It's Not Easy Being Green, yet Two California Charters are Named US Green Ribbon Schools
April 30, 2013
According to a news release from the California Department of Education (CDE), "Honored schools exercise a comprehensive approach to creating 'green' environments through reducing environmental impact, promoting health, and ensuring a high-quality environmental and outdoor education to prepare students with the 21st century skills and sustainability concepts needed in the growing global economy."
"I am proud of these schools and districts for earning their green ribbons by reducing environmental impacts while increasing awareness of the fragile world we live in," Torlakson said. "Students who have had the chance to improve the air, or grow a vegetable, or capture the rain will never look at the world the same way again. I hope all California students get this chance to learn how to protect the Earth and all those who live here."
Journey School, Aliso Viejo, Orange County
Philosophy: Learning is balanced in three realms to enable each child to fully develop physical will and artistic sensibility alongside intellectual capacity.
A school founded with ecological goals in mind
Journey's eco-literacy curriculum is integrated into the master teaching schedule to ensure students are exposed to age-appropriate ecological principles and practices in each grade. Eighth graders complete eco-leadership projects where they implement environmental projects that benefit the school campus and local community. Journey maintains five school gardens, harvests rainwater, and composts on-site. Students enjoy zero emission field trips, walking or biking to their destinations.(CDE news release)

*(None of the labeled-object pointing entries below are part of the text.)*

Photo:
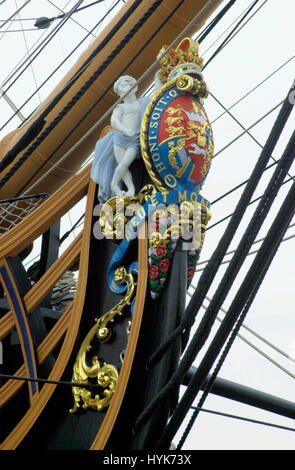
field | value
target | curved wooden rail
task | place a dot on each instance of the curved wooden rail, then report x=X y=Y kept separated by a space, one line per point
x=23 y=427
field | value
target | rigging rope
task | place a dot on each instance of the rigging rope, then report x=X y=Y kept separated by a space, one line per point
x=37 y=126
x=251 y=202
x=242 y=418
x=233 y=251
x=78 y=124
x=61 y=63
x=212 y=267
x=230 y=34
x=222 y=290
x=262 y=353
x=237 y=311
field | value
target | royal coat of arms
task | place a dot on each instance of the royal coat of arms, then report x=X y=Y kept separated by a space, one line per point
x=176 y=135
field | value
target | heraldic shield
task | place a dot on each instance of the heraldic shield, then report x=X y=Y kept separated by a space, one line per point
x=176 y=138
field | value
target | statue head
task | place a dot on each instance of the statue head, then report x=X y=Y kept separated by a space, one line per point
x=124 y=84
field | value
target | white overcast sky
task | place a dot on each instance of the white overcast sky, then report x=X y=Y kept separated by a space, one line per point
x=262 y=46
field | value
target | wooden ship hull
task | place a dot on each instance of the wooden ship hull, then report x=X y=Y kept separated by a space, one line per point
x=44 y=342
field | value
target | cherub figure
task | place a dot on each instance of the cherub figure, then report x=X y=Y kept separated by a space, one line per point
x=115 y=152
x=126 y=120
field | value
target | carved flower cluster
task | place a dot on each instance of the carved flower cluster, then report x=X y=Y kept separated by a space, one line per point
x=159 y=263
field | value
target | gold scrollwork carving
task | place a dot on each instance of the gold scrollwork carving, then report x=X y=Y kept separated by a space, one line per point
x=107 y=374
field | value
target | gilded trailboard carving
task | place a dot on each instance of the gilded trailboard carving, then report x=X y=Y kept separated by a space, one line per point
x=176 y=143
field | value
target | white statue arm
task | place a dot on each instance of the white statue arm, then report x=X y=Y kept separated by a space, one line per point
x=116 y=122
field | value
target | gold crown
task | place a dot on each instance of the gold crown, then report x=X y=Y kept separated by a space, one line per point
x=184 y=59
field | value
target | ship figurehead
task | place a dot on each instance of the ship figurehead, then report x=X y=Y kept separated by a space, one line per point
x=176 y=135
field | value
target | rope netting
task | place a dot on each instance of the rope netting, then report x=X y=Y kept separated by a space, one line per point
x=12 y=211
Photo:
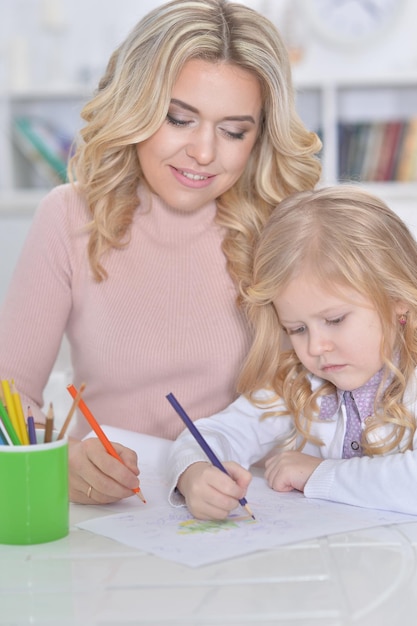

Redding School of the Arts (RSA), Shasta County
Philosophy: When it comes to young minds, art enriches, expands and prepares them for a full life in useful and unexpected ways.
Raising the bar for innovative and sustainable design
RSA is the first campus worldwide to be certified LEED for Schools 2009 Platinum. The school design includes solar power generation, solar water heaters, and a wind turbine; 58 percent of the school's energy is obtained from on-site renewable sources. RSA is a pilot school for CalEPA's Education and the Environment Initiative curriculum and received a 2012 Design Excellence Award from the American Institute of Architects for innovation in design blending indoor and outdoor learning spaces. An underground water storage tank reroutes rainwater harvested from the roof structure to provide 100 percent of grounds irrigation.(CDE news release)
Torlakson's Schools of the Future Task Force joined educational, environmental, business, and community leaders to encourage the use of renewable energy sources and other sound environmental practices at schools across California.
According the the CDE, The California Department of Education reviewed each application for the program based on schools' demonstrated progress toward reaching the goals of the U.S. Department of Education's Three Green Ribbon School Pillars: Pillar I: Reduce environmental impact and costs; Pillar II: Improve the health and wellness of schools, students, and staff; and Pillar III: Provide effective environmental and sustainability literacy, incorporating science, technology, engineering, and mathematics education (STEM), civic skills, and green career pathways.